Monday, October 22, 2018

Every feminist who travels to Milan should visit the Milan Women's Library!



We just returned from a trip to Italy and one of the highlights was a visit to the legendary Libreria delle donne di Milano, the Milan Women's Library,which has existed since 1975. Now located on via Pietro Calvi 29, the non-profit Women's Library is both a bookstore with an impressive stock of feminist books, and a meeting place which hosts meetings, political discussions, and film screenings.

Feminist bookstores have all but disappeared in the United States, but somehow Milanese feminists have managed to keep the Women's Library going on volunteer labor alone. In addition to the well-stocked bookstore/library, there are spacious, inviting meeting rooms.

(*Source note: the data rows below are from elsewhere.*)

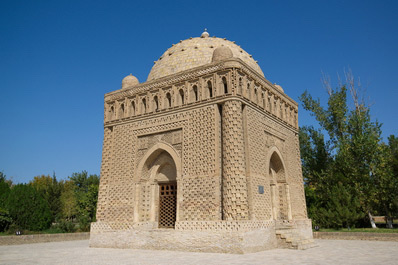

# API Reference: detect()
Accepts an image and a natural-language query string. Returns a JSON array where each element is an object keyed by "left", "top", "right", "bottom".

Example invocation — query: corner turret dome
[
  {"left": 274, "top": 84, "right": 284, "bottom": 92},
  {"left": 212, "top": 46, "right": 233, "bottom": 62},
  {"left": 147, "top": 31, "right": 264, "bottom": 81},
  {"left": 121, "top": 74, "right": 139, "bottom": 89}
]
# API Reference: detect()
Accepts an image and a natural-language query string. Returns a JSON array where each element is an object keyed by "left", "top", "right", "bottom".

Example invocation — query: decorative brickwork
[
  {"left": 91, "top": 32, "right": 313, "bottom": 253},
  {"left": 222, "top": 100, "right": 249, "bottom": 220}
]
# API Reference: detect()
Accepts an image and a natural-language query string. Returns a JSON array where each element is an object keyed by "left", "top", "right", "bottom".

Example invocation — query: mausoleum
[{"left": 89, "top": 30, "right": 314, "bottom": 253}]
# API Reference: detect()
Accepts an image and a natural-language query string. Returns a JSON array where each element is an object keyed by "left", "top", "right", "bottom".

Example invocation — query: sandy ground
[{"left": 1, "top": 239, "right": 398, "bottom": 265}]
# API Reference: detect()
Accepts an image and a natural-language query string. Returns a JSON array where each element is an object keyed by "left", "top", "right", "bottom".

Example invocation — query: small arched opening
[
  {"left": 179, "top": 89, "right": 185, "bottom": 105},
  {"left": 141, "top": 98, "right": 146, "bottom": 114},
  {"left": 262, "top": 92, "right": 266, "bottom": 109},
  {"left": 222, "top": 77, "right": 228, "bottom": 94},
  {"left": 119, "top": 103, "right": 124, "bottom": 119},
  {"left": 191, "top": 85, "right": 198, "bottom": 102},
  {"left": 207, "top": 81, "right": 213, "bottom": 98},
  {"left": 166, "top": 92, "right": 172, "bottom": 108},
  {"left": 153, "top": 96, "right": 159, "bottom": 111},
  {"left": 109, "top": 105, "right": 114, "bottom": 121},
  {"left": 130, "top": 101, "right": 136, "bottom": 116}
]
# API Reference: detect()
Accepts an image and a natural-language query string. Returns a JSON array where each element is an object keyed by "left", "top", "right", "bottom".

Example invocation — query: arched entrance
[
  {"left": 135, "top": 143, "right": 181, "bottom": 228},
  {"left": 268, "top": 149, "right": 292, "bottom": 221}
]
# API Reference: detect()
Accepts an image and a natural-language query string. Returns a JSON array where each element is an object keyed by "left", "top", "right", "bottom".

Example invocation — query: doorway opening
[{"left": 158, "top": 183, "right": 177, "bottom": 228}]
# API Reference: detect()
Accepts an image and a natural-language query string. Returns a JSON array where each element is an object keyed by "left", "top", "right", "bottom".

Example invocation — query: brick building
[{"left": 89, "top": 31, "right": 314, "bottom": 253}]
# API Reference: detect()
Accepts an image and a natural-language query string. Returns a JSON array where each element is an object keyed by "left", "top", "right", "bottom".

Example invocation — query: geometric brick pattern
[
  {"left": 222, "top": 100, "right": 249, "bottom": 220},
  {"left": 175, "top": 220, "right": 274, "bottom": 232},
  {"left": 180, "top": 175, "right": 220, "bottom": 221},
  {"left": 94, "top": 38, "right": 308, "bottom": 237},
  {"left": 90, "top": 33, "right": 314, "bottom": 253}
]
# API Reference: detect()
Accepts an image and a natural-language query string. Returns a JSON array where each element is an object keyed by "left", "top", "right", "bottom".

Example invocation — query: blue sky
[{"left": 1, "top": 0, "right": 397, "bottom": 183}]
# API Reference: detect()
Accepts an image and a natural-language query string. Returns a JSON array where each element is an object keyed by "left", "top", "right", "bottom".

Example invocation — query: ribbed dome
[{"left": 147, "top": 34, "right": 264, "bottom": 81}]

I was impressed both with the Milan Women's Library and with the women I met there. They graciously gave me a tour of the library and meeting rooms as well as a copy of the September 2018 issue of their periodical, SottoSopra. I now have an incentive to work on improving my woefully inadequate reading knowledge of Italian.

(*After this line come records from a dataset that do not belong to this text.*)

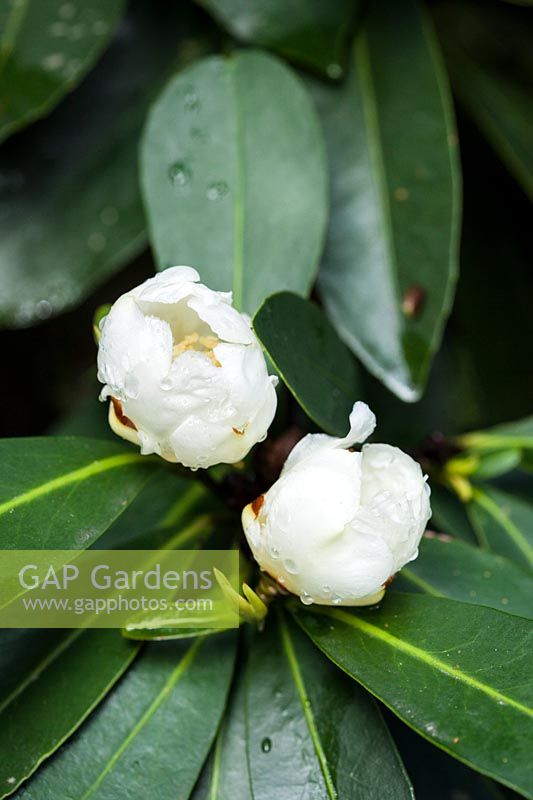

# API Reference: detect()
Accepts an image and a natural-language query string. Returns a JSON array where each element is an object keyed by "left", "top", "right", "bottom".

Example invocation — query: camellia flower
[
  {"left": 242, "top": 402, "right": 431, "bottom": 606},
  {"left": 97, "top": 266, "right": 277, "bottom": 469}
]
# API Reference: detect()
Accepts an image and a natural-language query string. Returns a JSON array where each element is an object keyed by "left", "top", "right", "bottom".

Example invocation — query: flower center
[{"left": 172, "top": 332, "right": 221, "bottom": 367}]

The website describes the Women's Library as a “feminist enterprise that does not claim parity, but, on the contrary, says that the difference of women is there and we cherish it, we cultivate it…” The feminists who run the Milan Women's Library remain true to what is usually referred to as ”difference feminism", which emphasizes women's difference from men and which has characterized much of Italian feminist thought.

I bought a copy of Milan Women's Bookstore Collective publication, Sexual Difference: A Theory of Social-Symbolic Practice (Theories of Representation and Difference) for 15 euros. When doing background reading for In Search of Elena Ferrrante, I read everything I could get my hands on about Italian feminist thought that had been translated into English. I came across this title but the price was crazy, not unusual for out of print academic books.

I’m very happy to finally have an affordable English language copy and will soon post a review.

Every feminist who travels to Milan should visit the Milan Women's Library!